The use of the word “gusty” here is a small revelation, and the phrasing of the “carefree note” is perfect. This is the sort of lucid, humorous and concise observation for which Randy Newman, say, would be praised to the skies. I’ll venture a guess that Carly Simon won’t be huzzahed for her verbal dexterity and wit, however. If past reviews are any indication, a goodly number of her notices will consist of arch compliments of the gams displayed on the back cover.
Another Passenger is Carly Simon’s best record. The sniffs of “So what?” that that assertion may provoke are exactly what Simon is confronting with this album. Her tenure with producer Richard Perry left many with the feeling that she had given herself over to his very particular musical vision, and the music that resulted — ephemeral and repetitive for the most part — was more Perry’s failure than Simon’s. Whether that impression is accurate or not, it is an embarrassingly obvious example of the cliché of a woman allowing herself to be manipulated by a man or men who know “better,” or more, than she.
This also represents a misunderstanding of Simon’s modus operandi. Throughout her career she has surrounded herself with those whom she hopes to use (and I mean “use” in its best and worst senses — employing someone’s talents and manipulating that person’s talents to one’s own ends) to articulate a world view that has never been prominent in popular music; i.e., what it’s like to be a very attractive, independent, upper-class woman.
Prominent among those used people are men: Perry, whose lush slickness impressed her as a good musical equivalent to her lyrical glides; writer Jacob Brackman, whose arch irony suited her Joan Didion-ish despair; and James Taylor, whose sleepy folky sexiness offset her crackling urban eroticism. Passenger relinquishes Perry, opting for Ted Templeman, and uses Taylor mainly as a backup vocalist.
In addition to the aforementioned “Cowtown,” the finest song she has written, equally entertaining are a pair of Simon/Brackman compositions, the loping, slick “Half a Chance” and a tropical thumper (via Van Dyke Parks’s arrangement), “Darkness ‘Til Dawn.” The duo’s other offering, “Riverboat Gambler,” is precious in the way Brackman’s writing often becomes without a hefty slice of Simon’s down-to-earthiness. The only glaring failure here is “Libby,” an overlong banality.

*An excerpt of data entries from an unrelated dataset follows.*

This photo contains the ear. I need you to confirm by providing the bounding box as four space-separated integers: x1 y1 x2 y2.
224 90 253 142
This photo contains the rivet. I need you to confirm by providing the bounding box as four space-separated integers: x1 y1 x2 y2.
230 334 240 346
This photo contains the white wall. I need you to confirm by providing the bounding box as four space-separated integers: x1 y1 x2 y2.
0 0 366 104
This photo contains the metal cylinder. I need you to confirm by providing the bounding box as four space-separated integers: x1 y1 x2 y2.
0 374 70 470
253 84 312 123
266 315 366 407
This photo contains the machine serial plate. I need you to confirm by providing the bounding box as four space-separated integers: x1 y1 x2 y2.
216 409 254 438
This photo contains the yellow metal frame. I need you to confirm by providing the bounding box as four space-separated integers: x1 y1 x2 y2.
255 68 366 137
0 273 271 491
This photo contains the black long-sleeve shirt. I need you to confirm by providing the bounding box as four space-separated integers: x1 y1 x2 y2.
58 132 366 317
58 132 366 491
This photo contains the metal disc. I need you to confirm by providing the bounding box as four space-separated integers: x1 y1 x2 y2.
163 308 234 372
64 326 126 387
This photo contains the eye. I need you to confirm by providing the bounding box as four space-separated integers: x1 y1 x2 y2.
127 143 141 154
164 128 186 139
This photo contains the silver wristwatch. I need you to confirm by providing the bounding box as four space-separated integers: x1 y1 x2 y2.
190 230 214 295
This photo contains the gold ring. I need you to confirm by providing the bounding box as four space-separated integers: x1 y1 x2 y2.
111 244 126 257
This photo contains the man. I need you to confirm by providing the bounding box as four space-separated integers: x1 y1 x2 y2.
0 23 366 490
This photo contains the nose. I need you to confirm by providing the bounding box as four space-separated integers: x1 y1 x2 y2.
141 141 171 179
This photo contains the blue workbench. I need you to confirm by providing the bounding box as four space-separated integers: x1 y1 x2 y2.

Doobie Brothers Jeff Baxter and Mike McDonald are omnipresent to great effect. Simon has chosen to record the strongest song on the Doobies’ latest album, “It Keeps You Runnin’,” and her smoky, tough vocal even manages to improve it.
True, Carly Simon has produced a lot of average music, but what is more important is that she has never abandoned her original themes, something she might easily have done at any time. Simon is not a very original songwriter. Her melodies are similar; often her lyrics seem as if she had not worked very hard at them, taking the first clever rhyme that came to mind. But at her best she conveys the monied angst of the leisured with moving conviction, something no one else has ever done. Additionally, she is always further explicating and enhancing an exploration of her ego and her sexuality. It is extraordinary for a woman to say without a speck of self-consciousness or irony, as she does here on “In Times When My Head,” that she “Know[s] none could compare with me/In my airy skirts and cool retreats.”
This may not seem like much to radical prose writers, but it is still jolting stuff for pop music.